Said Snitker: “He’d thrown a lot of pitches to top half of the lineup. In the fourth inning he had to work. He had really good fifth inning. I told them that was it. He said, ‘Are you sure? Are you sure?’ I was going with my gut here. Our (bullpen) guys were rested. Their first three hitters had 12, nine pitches (of Anderson’s) that they saw. I don’t know. It could have backfired, I guess. I just thought that the game he had, he had done his job.”

Then: “We had all our guys gassed up today. He’s one mistake today from a really good outing going awry. I just felt like he got us to a really good point in the game.”

Then: “The pitch count was such that he wasn’t going nine innings … He probably had only one more inning in him after we took him out.”

Said Anderson, who appeared not at all miffed: “I knew he wasn’t going to budge. I can’t blame him for going with those guys.”

The final four innings played out as scripted. Minter worked the sixth, Luke Jackson the seventh, Tyler Matzek the eighth and Will Smith the ninth. The Astros finished with two hits, both singles.

Cue Herm Edwards, a coach in a different sport: “You play to win the game.” Snitker’s team won the game 2-0. His team leads the World Series 2-1. The possibility remains that the Braves can become champions here over the weekend.

The pregame festivities centered on Hank Aaron, who died at 86 on Jan. 22. Billye Aaron stood on the field and wept as she watched a video of her husband’s great and gracious career. Astros manager Dusty Baker, who was on deck the April night in 1974 when Aaron hit his 715th home run, left the dugout to hug the Aarons. Hank Aaron Jr. delivered the ceremonial first pitch to Freddie Freeman, called to serve as a catcher on this momentous occasion.

“I got to hug Billye,” said Snitker, whom Aaron, then the Braves’ farm director, hired as a minor-league manager. Here Snitker paused for 10 seconds before saying, in a choked voice, " ... and tell her how much I miss Hank.”

The first World Series game in Cobb County felt so overstuffed – The Battery Atlanta was packed by mid-afternoon, the threat of rain no barrier to attendance this night – that the game itself was almost anticlimactic. (Almost, I said.) The rain came and stayed, but the game began as close to on time as TV allows, and the teams played through a nightlong drizzle without untoward incident.

The Braves nosed ahead in the third inning. Against Astros pitcher Luis Garcia – he of the double-step windup – Eddie Rosario checked his swing in time to draw a leadoff walk. (In the first inning, he hadn’t checked in time.) Freeman singled to left-center. Ozzie Albies struck out on a change-up. Then Austin Riley drove a cutter down the left-field line, scoring Rosario.

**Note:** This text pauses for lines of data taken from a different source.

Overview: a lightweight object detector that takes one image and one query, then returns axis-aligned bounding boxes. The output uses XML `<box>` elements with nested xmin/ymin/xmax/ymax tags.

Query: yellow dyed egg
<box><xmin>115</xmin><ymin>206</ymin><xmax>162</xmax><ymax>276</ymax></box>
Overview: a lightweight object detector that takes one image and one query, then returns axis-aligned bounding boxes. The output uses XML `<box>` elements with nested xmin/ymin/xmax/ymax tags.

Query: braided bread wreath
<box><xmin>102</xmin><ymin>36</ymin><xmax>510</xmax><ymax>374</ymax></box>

The Braves loaded with one out. Adam Duvall popped to first. Travis d’Arnaud struck out. That would become a theme. The Braves left nine men on base. They were 1-for-6 with runners in scoring position. But, as they say in golf and a few other sports, sometimes it’s not how but how many. The Braves scored two more runs than the big-hitting Astros.

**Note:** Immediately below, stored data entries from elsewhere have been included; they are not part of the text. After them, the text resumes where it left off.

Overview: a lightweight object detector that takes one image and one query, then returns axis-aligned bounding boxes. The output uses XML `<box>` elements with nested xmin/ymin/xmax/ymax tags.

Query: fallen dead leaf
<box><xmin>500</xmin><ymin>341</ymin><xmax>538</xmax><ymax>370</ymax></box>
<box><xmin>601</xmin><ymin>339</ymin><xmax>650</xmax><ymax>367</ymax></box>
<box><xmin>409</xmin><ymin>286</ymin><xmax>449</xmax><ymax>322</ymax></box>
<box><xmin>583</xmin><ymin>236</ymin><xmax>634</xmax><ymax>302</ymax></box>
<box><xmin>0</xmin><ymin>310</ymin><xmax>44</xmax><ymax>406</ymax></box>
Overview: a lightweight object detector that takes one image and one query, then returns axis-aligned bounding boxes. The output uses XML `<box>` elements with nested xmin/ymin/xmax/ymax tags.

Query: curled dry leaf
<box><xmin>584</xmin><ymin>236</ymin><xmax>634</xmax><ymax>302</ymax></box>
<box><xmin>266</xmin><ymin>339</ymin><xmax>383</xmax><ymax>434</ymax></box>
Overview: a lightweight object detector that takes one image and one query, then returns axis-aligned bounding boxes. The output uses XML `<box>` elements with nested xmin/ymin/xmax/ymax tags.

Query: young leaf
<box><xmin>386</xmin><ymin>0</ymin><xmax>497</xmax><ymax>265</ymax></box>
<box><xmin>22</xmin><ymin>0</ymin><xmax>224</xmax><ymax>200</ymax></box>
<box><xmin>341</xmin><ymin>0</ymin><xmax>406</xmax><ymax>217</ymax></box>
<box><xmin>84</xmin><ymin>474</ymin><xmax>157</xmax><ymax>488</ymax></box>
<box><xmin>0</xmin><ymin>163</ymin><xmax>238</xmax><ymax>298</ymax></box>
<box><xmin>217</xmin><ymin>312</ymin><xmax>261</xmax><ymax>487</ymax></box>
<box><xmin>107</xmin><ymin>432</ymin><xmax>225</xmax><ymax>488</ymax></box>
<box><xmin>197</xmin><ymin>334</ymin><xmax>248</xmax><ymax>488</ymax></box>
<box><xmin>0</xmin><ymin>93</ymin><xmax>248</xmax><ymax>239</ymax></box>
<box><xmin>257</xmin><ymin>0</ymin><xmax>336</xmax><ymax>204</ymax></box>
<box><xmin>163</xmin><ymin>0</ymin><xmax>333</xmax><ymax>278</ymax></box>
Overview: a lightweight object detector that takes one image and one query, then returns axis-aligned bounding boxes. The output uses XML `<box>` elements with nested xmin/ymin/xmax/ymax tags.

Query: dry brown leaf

Houston’s first came in the eighth inning. We can make the case that it should have been caught. Batting against Matzek, Almedys Diaz led off with a bloop over the infield. The backtracking Dansby Swanson had no chance. The oncoming Rosario appeared to have a halfway decent chance, but he seemed to hesitate at the telling moment. He was surely considering risk/reward: If the ball gets past him, Diaz would have reached second base, which would have meant the Astros could have tied the score with a bunt and a sacrifice fly.

Afterward, Rosario also said he’d considered the risk/reward of slamming into Swanson. “I knew Dansby couldn’t hear me,” he said, via Braves interpreter Franco Garcia. “At the last minute I wanted to avoid any collision and I eased up.”

An eighth-inning homer by d’Arnaud gave the Braves padding they didn’t need. A ninth-inning single by Alex Bregman beat the Braves’ shift but availed the Astros not at all. Smith retired the next three hitters, touching off a fireworks display on this soggy and sentimental night. The Braves had gotten everything from Game 3 they wanted. They’ve retaken the lead in the World Series. They have two home games remaining. And two wins to go.